遊歩道を歩けば、枯れた葦の穂の向こうに雲間の日の出。マスクを着けず遊歩道を走るジョギングの人、思わず背を向け息を止めて通り過ぎるのを待つ。200422a.jpg

遊歩道脇で囀るホオジロ。近くを散歩の人が通り過ぎても逃げもしないで。200422b.jpg


『悔しいなぁ、今は我慢か』 (2020.4.22)
元気な声だった昨日午後の妻との電話、「もしもし」「はーい」「あなたに電話しようと一生懸命電話番号を調べていた。もう暗唱できた」「毎日私から電話してるのに、何の用事?」「いつ帰れるか聞こうと思って」「伝染病が流行っていて、面会も外出もできないし、私も感染しないように家にいる。今は帰れない」「伝染病かぁ。いつになるか分からないね。悔しいなぁ、今は我慢か、バカヤロー。これあなたに言ったんじゃないよ、伝染病に言ったんだ。ここから逃げ出し、市役所の先から手賀沼の傍を通って坂を登れば家。帰らなきゃ洗濯物だって溜まってる」「洗濯物が溜まったって職員さんに言えばいい」「そう言う。だけど帰りたいよ」「伝染病がなければ、娘たちが来たとき外出して、家でみんなで食事したり話をすることにしていたが、伝染病で面会も外出もできなくなった」「代償はくれないの」「国が国民全員に10万円ずつくれる」「もらっても、すぐ近くにいるのにオーイと呼ぶこともできないし、本を読む気にもならない。ここにいたらご飯も出るしおやつも出るからいいけど、ここにいるのはもう飽きた」「贅沢言うなよ。
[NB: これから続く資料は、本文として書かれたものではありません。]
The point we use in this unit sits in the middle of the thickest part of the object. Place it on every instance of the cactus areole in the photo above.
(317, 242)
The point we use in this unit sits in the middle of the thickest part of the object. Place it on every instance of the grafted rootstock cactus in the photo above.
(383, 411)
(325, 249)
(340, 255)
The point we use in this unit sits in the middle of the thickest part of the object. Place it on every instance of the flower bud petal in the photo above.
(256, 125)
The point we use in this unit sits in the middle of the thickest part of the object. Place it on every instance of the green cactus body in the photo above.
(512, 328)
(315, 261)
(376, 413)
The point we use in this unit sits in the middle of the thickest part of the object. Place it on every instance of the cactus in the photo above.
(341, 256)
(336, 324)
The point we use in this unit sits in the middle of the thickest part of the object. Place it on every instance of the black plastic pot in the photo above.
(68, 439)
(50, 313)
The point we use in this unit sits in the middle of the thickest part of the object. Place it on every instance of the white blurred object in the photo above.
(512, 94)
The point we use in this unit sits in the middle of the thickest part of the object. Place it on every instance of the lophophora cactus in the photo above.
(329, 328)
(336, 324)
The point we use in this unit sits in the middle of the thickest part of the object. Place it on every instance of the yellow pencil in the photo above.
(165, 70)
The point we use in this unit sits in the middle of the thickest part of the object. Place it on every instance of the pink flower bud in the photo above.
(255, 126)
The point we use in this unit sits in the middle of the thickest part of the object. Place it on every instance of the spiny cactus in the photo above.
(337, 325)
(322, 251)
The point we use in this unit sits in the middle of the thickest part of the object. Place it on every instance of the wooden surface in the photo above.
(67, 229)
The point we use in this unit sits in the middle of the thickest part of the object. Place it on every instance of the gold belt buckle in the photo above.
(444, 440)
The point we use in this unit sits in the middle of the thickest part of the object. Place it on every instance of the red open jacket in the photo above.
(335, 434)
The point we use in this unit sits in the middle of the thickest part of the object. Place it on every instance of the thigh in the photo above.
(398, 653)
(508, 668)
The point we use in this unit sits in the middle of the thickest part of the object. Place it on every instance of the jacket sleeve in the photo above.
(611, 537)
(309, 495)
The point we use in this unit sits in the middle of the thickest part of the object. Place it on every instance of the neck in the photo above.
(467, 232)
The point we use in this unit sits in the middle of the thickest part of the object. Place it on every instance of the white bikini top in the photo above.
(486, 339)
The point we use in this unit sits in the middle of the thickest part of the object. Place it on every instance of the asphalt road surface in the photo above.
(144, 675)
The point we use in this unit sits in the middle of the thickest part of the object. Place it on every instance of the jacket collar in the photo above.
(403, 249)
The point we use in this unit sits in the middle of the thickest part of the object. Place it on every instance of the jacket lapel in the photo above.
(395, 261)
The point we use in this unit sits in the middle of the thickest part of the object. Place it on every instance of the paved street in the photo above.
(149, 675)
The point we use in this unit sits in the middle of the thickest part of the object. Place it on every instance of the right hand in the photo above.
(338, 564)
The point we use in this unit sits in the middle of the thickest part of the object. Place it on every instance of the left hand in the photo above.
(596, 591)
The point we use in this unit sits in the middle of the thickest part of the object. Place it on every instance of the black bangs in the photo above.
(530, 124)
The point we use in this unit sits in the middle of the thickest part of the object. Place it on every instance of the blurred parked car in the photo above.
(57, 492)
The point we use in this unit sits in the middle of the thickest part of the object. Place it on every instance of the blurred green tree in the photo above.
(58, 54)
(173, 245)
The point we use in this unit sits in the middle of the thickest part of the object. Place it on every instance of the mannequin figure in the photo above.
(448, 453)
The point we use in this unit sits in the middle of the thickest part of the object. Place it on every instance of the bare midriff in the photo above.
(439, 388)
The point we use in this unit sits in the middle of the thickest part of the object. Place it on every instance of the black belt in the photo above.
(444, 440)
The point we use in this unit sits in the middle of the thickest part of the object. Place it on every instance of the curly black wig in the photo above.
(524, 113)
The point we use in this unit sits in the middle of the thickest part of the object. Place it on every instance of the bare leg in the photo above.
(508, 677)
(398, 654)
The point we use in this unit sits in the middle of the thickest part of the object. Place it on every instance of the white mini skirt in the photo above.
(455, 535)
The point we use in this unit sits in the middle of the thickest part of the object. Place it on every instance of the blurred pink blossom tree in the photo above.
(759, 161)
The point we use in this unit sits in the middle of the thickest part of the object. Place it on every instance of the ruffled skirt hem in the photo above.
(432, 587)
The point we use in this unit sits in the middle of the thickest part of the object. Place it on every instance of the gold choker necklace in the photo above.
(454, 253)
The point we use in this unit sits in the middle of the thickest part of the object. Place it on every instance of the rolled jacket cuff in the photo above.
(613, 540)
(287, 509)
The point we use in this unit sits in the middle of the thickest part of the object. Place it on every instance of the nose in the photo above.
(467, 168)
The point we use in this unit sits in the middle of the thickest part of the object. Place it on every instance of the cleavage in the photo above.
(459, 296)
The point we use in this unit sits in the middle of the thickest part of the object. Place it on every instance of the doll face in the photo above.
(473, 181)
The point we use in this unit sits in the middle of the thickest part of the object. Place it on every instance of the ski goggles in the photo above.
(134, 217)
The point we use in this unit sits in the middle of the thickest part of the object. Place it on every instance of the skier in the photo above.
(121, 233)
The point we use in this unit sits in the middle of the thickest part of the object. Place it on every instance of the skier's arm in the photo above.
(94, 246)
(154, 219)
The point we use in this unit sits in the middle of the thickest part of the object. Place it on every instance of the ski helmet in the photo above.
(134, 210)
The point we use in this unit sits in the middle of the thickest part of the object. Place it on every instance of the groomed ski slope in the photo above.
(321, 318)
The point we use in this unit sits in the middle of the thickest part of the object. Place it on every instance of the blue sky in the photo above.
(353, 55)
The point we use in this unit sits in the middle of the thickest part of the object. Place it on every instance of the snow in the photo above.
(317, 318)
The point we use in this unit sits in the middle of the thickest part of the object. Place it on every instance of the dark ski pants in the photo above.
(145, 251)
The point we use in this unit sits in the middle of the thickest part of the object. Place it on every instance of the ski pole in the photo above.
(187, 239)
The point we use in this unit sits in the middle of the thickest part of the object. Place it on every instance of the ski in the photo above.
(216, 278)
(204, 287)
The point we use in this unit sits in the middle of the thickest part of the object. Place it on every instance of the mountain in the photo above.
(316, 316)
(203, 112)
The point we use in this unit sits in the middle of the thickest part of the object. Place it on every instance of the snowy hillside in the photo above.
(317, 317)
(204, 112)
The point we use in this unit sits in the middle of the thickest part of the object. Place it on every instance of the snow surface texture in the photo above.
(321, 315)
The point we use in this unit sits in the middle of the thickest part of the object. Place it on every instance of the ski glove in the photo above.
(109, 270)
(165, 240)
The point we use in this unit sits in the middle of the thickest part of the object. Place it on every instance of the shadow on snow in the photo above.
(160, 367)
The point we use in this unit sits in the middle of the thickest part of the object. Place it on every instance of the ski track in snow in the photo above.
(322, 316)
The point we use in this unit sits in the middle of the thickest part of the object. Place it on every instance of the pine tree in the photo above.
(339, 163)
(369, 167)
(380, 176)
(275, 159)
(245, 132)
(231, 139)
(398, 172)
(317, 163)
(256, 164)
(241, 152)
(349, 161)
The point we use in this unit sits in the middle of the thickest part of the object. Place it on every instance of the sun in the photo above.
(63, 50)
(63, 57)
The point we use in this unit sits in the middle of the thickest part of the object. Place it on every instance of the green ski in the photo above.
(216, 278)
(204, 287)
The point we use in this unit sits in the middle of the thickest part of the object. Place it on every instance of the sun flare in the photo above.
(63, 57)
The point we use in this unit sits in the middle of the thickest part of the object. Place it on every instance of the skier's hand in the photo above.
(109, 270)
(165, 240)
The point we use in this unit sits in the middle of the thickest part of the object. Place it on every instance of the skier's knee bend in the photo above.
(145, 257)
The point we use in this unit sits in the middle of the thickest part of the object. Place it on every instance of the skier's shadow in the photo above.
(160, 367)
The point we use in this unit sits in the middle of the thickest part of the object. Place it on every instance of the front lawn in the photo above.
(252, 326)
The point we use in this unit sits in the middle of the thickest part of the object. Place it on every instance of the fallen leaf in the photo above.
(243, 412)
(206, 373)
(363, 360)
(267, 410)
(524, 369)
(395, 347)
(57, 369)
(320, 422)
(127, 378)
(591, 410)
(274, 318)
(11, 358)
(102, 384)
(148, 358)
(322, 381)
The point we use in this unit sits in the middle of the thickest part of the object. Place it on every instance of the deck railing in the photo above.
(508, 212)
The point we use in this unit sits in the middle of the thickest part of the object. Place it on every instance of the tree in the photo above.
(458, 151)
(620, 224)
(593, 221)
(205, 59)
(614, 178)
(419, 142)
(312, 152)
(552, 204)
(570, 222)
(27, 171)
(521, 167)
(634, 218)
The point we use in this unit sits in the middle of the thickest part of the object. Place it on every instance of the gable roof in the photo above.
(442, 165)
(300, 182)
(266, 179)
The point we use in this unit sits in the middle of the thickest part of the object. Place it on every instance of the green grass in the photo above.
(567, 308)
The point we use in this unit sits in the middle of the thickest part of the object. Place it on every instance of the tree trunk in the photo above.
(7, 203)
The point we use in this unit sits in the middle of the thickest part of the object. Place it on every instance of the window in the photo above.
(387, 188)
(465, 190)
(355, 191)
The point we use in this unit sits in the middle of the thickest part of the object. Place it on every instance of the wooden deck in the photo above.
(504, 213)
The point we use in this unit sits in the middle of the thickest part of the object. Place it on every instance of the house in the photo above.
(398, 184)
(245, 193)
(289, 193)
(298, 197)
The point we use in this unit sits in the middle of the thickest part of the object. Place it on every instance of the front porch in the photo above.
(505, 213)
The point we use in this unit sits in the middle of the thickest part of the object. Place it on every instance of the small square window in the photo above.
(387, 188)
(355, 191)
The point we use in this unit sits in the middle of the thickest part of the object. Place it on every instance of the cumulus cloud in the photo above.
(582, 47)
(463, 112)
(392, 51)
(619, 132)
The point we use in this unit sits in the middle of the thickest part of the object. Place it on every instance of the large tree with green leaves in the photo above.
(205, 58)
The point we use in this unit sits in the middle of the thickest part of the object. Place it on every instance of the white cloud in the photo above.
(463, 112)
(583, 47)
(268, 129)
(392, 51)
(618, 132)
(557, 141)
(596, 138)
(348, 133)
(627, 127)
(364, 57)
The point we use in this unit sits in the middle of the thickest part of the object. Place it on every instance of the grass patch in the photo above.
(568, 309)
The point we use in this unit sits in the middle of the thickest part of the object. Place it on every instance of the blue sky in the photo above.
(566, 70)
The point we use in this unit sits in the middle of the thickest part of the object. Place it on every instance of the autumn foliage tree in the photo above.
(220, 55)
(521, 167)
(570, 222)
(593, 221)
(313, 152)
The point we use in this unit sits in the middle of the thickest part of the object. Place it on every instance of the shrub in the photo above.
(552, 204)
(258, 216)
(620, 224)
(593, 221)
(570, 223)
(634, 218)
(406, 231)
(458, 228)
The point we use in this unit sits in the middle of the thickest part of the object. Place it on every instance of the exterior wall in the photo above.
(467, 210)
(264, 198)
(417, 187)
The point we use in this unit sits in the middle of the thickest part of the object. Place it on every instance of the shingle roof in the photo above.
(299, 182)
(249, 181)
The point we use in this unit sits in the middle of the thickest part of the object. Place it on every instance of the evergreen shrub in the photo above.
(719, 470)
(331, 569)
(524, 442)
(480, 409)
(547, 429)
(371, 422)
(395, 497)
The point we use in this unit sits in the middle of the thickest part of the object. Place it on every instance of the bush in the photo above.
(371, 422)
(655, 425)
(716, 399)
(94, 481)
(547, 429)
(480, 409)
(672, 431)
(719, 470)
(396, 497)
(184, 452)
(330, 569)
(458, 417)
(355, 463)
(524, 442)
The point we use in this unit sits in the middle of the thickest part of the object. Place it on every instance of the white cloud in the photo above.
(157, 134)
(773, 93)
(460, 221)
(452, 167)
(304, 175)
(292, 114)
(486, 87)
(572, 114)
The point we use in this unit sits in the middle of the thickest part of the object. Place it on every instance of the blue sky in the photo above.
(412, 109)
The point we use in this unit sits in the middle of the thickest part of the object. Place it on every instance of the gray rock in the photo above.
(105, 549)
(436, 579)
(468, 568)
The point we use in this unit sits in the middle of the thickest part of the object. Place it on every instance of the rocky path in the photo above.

去年辛かった頃、施設に入りたいって言って、一緒にここを見学して申し込んだのに」「申し込んだのは憶えてる」「12月まで待って空きができ、仕度をしていた。1月になって膵炎を再発して入院し、その間にいろいろな記憶が消えて、ここへ入所したことも記憶に残らなかった。ここに来て、膵炎も再発していないし、目眩や吐き気、頭や耳がガンガンするのもなくなった」「元気になったよ。ご飯も出る、何もしなくても生活できて至れり尽くせりだけど、私は何をしていればいいの」「ラジオやCDを聴く、テレビを見る、写真を見る、ノートに書く、新聞や本を読む。いっぱいあるよ」「後で喜びになるように、わがままは言わないで解除になるのを待つね。だけど家に行きたい」「天気回復で元気な声になったね」「私も元気を維持する。あなたも病気にならないでね。電話できてよかった」「明日も電話するよ」「ありがとう。切るよ」200422c.jpg
(繁みの中に雌がいるのか、鳴いて羽ばたき繁みに向かって尾羽を広げるキジの雄。)